The same is true in software development. The marketplace exploded when programmers could afford their own computer, and could therefore write software that ran on personal computers. I have a friend who sells (I think it is) software development tools and methodologies for IBM. He is always telling me how the only game in town is client-server applications. He may be right -- that's certainly the song they are singing at InfoWorld -- but it doesn't fit with human nature nor The Great American Faith. I see instead a zillion tiny (one-man) programming shops writing in VisualBasic or whatever else they can make sense of, doing their own autonomous thing. And for a while all the growth was overseas, but there is this (ahem) autonomy thing in American businesses: they want control over their programmers, which you can't do when they are in India or Russia. The back pages of InfoWorld are once again filled with employment ads.

Me, I work on small, stand-alone software for individual computers. I may be out of the industry limelight, but I don't see my future as darkly as the industry "experts" do.
 

2005 January 11 -- Pride

The sermon Sunday evening was well-researched and edifying. What caught my attention, however, was an off-topic digression: "The Bible has nothing good to say about pride." He went on to point out how hard that makes it to be faithful to the Biblical message while affirming another person. You can't in good conscience say "I'm proud of you." He decided that a good Biblical alternative is to say "I'm well-pleased with you."

He's right of course about the Bible and pride, but my professional specialty is semantics, the meaning of words and sentences, and I got to thinking: Being proud of a person for whose actions you cannot really claim responsibility is not quite the same as being proud of your own work. Thus it is entirely appropriate for him to tell his wife that he is "well pleased" with her, while it would still be sinful pride to be "well-pleased" in his own preaching (which he did not try to do from the pulpit), no matter what euphemisms he tried to cover it up with.

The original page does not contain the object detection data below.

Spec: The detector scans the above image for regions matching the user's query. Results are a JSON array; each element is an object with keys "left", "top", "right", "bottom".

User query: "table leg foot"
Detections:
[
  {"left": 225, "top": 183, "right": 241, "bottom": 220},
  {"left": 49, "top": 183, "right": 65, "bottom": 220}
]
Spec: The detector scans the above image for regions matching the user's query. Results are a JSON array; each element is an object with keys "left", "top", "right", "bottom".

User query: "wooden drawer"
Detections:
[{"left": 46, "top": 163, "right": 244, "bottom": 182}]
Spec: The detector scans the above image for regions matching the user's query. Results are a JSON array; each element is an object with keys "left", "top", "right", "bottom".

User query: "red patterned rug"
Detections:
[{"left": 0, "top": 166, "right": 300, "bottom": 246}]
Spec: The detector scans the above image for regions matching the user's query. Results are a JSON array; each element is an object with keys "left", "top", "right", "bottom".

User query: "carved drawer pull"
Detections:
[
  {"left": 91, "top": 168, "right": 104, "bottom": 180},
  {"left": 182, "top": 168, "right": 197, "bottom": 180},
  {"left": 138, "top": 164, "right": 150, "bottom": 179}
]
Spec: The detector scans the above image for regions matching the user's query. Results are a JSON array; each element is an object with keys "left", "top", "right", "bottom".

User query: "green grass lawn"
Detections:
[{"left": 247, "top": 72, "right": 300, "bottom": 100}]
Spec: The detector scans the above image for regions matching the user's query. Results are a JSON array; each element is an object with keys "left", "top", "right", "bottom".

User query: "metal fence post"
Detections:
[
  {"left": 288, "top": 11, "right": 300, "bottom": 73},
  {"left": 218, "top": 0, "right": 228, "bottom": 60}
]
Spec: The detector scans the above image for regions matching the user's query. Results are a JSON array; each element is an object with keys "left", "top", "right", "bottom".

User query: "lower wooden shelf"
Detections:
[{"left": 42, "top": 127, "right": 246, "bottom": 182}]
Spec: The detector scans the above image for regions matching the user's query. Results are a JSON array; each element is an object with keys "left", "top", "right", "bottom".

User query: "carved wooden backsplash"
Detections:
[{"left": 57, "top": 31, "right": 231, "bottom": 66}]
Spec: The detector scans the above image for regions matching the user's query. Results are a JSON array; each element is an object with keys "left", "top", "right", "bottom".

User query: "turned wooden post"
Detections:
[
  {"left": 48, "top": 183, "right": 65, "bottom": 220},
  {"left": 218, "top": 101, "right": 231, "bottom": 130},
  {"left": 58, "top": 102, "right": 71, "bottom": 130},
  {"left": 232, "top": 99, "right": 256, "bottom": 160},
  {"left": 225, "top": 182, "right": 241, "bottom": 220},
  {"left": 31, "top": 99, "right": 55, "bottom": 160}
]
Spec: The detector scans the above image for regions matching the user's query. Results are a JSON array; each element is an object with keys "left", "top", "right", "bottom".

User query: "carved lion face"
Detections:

Today this is relevant to my own situation. With characteristic programmer optimism, I guessed it would take maybe two weeks to take the virtual machine I'm building my new operating system on, which has been developed on the Macintosh, and convert it to Windows (or unix or whatever). Most programmers -- myself included -- have such a high opinion of their own skills that you need to take their "conservative" estimates and double it before you see anything that runs longer than a couple seconds without crashing -- and then double it again before you can use it. Well, I started on my PC version of the virtual machine January 5; today, less than a week later, I'm already past the two-week stage. There are still a few bugs, maybe it will yet take three weeks to dredge them out. God only knows.

Let me further clarify one important fact: I believe in Entropy. Nothing comes out of my fingertips and into the computer that I didn't get from somewhere -- probably from God -- so there's not much to be proud over. I'm just doing what God gave me to do, and He also gave me the ability to do it. He could take it away again, just like that. But I am (ahem) well-pleased with the progress so far. It's better than I have any right to hope for.

Later in the same sermon the preacher made a complimentary personal reference to me by name, so I thought I would pull his chain a little afterwards by accusing him of feeding a sense of "well-pleasing" in me, but he didn't get the joke. Probably too obscure. Pride is pride, no matter what words you use.